Background: Recently, the nanoparticle (NP) application in many fields of medicine due to their specific physical and chemical properties has been developed. Therefore, especially in vivo evaluation of their toxicity is necessary. The aim of this study was to compare the toxicity of Fe3O4NPs coated with biocompatible compounds and uncoated NPs. Methods: Wetted chemical method (or wet chemical method) was used to synthesize Fe3O4NPs. The synthesized NPs were coated with chitosan and the coating interactions were investigated by Fourier-transform infrared spectroscopy. The magnetic and structural properties of Fe3O4and coated Fe3O4NPs were evaluated by transmission electron microscope and X-ray diffraction. The toxicity assessment of Fe3O4and coated Fe3O4NPs was studied in mice by intraperitoneal injections during the 1-month period.

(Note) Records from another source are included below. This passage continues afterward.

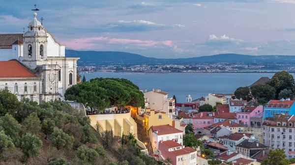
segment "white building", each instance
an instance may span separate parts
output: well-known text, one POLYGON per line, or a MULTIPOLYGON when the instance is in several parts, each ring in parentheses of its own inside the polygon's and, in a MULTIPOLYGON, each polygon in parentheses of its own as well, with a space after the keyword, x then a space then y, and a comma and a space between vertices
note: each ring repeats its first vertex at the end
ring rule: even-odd
POLYGON ((148 135, 152 147, 158 149, 160 141, 166 141, 173 139, 180 145, 183 144, 182 139, 185 132, 167 125, 152 126, 148 130, 148 135))
MULTIPOLYGON (((65 57, 65 46, 59 43, 45 28, 38 21, 36 13, 34 13, 33 20, 29 24, 28 30, 24 34, 0 34, 0 60, 12 59, 21 62, 42 80, 39 86, 37 82, 31 82, 32 84, 27 82, 28 90, 36 83, 36 86, 39 87, 36 88, 40 89, 39 96, 37 96, 35 91, 32 97, 32 93, 28 91, 22 94, 22 96, 40 101, 64 100, 66 90, 77 83, 77 61, 79 58, 65 57)), ((0 88, 4 89, 7 86, 12 89, 15 88, 15 83, 20 85, 20 88, 25 86, 16 80, 13 82, 2 79, 0 81, 0 88)), ((33 90, 34 87, 32 89, 33 90)), ((14 93, 15 91, 10 91, 14 93)), ((19 99, 21 99, 20 94, 19 99)))
POLYGON ((240 111, 241 108, 245 108, 245 106, 247 106, 247 103, 246 100, 242 100, 241 98, 239 100, 235 98, 232 100, 230 100, 230 112, 240 111))
POLYGON ((283 149, 288 159, 295 158, 295 117, 274 115, 263 124, 263 144, 272 149, 283 149))

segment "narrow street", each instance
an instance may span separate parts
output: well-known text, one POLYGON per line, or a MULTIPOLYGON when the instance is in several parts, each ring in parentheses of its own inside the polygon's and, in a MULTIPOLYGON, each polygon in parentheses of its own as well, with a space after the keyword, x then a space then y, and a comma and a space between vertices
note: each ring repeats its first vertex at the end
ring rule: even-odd
POLYGON ((140 125, 138 123, 137 124, 137 138, 140 141, 144 143, 146 142, 148 143, 148 144, 146 145, 146 146, 148 149, 148 155, 151 156, 153 156, 151 147, 150 146, 150 144, 148 143, 148 137, 147 137, 147 135, 146 135, 146 133, 144 130, 144 127, 142 125, 140 125))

Antioxidant enzyme glutathione peroxidase (GPX), malondialdehyde, and low-density lipoprotein/high-density lipoprotein were measured 15 and 30 days after injection. Results: The synthesized NPs have a single phase and spinal structure and their size distribution in the net form is 5–10 nm. Some factors were changed due to the injection of both uncoated and coated NPs. The all-used concentration of chitosan-coated Fe3O4NPs could increase the GPX enzyme activity. The Fe3O4NPs can reduce the GPX enzyme activity in high concentration (50 mg/kg, 100 mg/kg, and 150 mg/kg). Conclusion: The results indicated that NPs based on their dosage and body condition can induce toxicity effects in the body. It should be mentioned that the chitosan-coated ones can decrease their effects.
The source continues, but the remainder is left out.